Wood at Workiva agrees there are limits to the power of assurance, and she adds that assurance standards for sustainability information are still being drafted and will take time to mature.

Ongoing issues

Under CSRD rules, member states can allow for assurance assessments to be carried out by companies other than the traditional auditing firms. Eric Baudrier, director general of France’s High Council of Statutory Auditors, previously told Sustainable Views that combining the supervision of traditional audit firms with that of independent assurance service providers would be a “very big challenge”.

Another frequently debated issue related to non-financial audits is the skillset required to assess sustainability information. Both Van Diessen and Wood say that increasingly investors are requesting assurance checks as part of their own due diligence assessments. However, the professional skillset required for these tasks is still being defined.

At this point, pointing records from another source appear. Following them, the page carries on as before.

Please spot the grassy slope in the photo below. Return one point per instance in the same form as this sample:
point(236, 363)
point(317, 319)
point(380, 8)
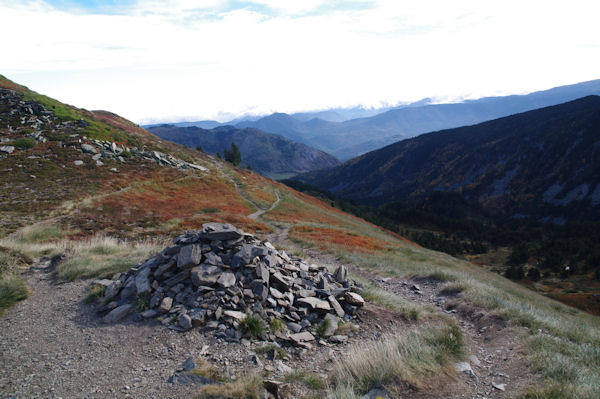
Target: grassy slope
point(150, 201)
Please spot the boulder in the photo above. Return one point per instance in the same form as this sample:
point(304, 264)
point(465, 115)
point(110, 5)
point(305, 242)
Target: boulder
point(165, 305)
point(314, 303)
point(89, 149)
point(226, 280)
point(220, 231)
point(302, 337)
point(341, 274)
point(118, 313)
point(142, 283)
point(354, 299)
point(189, 256)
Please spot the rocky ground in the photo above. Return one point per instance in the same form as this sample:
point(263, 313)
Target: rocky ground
point(52, 345)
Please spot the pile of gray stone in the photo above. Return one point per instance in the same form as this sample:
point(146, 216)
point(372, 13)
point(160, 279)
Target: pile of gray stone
point(104, 149)
point(20, 117)
point(217, 277)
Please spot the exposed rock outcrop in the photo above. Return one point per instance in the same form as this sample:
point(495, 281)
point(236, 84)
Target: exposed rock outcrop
point(217, 277)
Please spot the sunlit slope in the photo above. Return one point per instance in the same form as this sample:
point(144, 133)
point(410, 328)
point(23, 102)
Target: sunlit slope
point(144, 199)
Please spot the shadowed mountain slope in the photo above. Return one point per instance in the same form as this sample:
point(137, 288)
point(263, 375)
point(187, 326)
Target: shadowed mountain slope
point(542, 162)
point(268, 154)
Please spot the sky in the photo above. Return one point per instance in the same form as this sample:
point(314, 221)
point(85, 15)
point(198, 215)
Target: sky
point(174, 60)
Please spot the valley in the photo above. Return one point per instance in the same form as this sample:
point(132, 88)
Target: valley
point(433, 326)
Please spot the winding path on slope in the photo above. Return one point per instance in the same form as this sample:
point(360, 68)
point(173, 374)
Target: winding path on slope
point(493, 350)
point(260, 211)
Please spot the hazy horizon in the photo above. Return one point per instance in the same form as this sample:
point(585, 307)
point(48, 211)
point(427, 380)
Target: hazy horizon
point(180, 60)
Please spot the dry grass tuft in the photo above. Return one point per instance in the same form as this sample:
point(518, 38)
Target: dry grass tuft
point(413, 358)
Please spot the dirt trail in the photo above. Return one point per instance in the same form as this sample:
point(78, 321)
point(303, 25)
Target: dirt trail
point(259, 212)
point(52, 345)
point(493, 351)
point(256, 214)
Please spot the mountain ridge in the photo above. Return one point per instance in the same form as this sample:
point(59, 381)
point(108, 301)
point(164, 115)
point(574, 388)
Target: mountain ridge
point(364, 132)
point(271, 155)
point(483, 161)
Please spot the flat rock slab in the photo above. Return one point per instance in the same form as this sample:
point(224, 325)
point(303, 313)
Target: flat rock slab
point(189, 256)
point(354, 299)
point(189, 379)
point(118, 313)
point(315, 303)
point(226, 280)
point(302, 337)
point(235, 314)
point(220, 231)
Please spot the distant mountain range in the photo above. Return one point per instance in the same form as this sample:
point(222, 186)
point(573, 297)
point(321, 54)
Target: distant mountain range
point(271, 155)
point(538, 163)
point(329, 131)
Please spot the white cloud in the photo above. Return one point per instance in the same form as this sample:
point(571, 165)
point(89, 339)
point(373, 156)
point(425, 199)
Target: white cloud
point(200, 59)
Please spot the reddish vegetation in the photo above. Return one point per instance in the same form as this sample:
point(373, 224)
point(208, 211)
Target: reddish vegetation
point(119, 123)
point(158, 198)
point(350, 241)
point(258, 188)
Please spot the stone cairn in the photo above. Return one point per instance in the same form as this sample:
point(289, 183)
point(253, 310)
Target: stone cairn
point(215, 278)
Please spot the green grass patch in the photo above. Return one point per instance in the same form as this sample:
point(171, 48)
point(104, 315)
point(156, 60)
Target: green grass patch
point(276, 325)
point(95, 292)
point(40, 233)
point(24, 143)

Van Diessen adds that finding an auditor with sufficient experience can be difficult: “As the majority of sustainability directors are recent appointments, many of them don’t have much experience built up on the complexity of sustainability matters.” 

Wood says business leaders should also look beyond compliance when dealing with sustainability reporting, as it can enhance their organisation’s reputation, strengthen relationships with stakeholders, and provide a competitive advantage. 

Though different disclosure regimes might further complicate the auditing of non-financial information, the investment community is seeking reassurance that companies are delivering on their ESG commitments, which ultimately must come from a credible audit sector.